Ворона было хотел разъяснить по-своему ситуацию с дачником, но Зайцев замахал на него рукой и значительно повторил:

— И говорить не хочу!.. А он, приятель-то мой, и спрашивает: «А почему вы со мной говорить не хотите?» А он: «Потому, что у вас нехорошие мысли!» И так голову опустил, а приятеля даже пот прошиб. Как, говорит, взглянул я на его голову, а она… пуда на два! Тяжелая, тяжелая и вся как есть лысая. А потом приезжает за этим дачником, кто бы вы думали?

— Змей Горыныч, — сделал предположение Ганюшкин.

— Хуже! Чернышев собственной персоной. И увез. На машине. А мы-то знаем, кто такой Федор Никанорович. И еще говорят, что этот старичок в самой Москве прямо со сцены мысли угадывает. Вот так посмотрит на людей, а их там тыщи, и сразу скажет, кто о чем думает.
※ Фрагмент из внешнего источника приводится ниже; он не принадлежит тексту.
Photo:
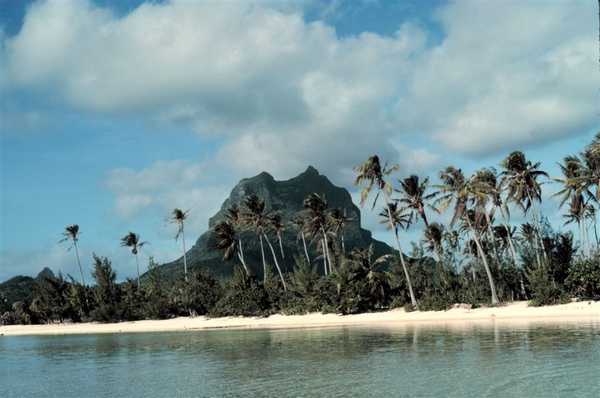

— Послушайте, я знаю, о ком вы говорите, — рассмеялся Юрий Васильевич. — Только не знал, что он у вас тут отдыхал. Это известный артист. У него повышенная чувствительность, но, конечно, не до таких же пределов… Тут все ясно, почти все, нам объясняли…

— Вот оно, — торжествующе сказал Зайцев. — Почти все, почти. Вот она где, печать премудрости Соломоновой! А мы по простоте так думаем: недаром Федор Никанорович за ним на машине приезжал, ох, недаром. Мы знаем, чем Федор Никанорович занимается, какими такими делами…

— А ты, Аполлошка, Федора Никаноровича не замай, — прервал его вдруг старик-вахтер и даже постучал тихонько кулачком об стол. — Это мой крестник, Федор Никанорович.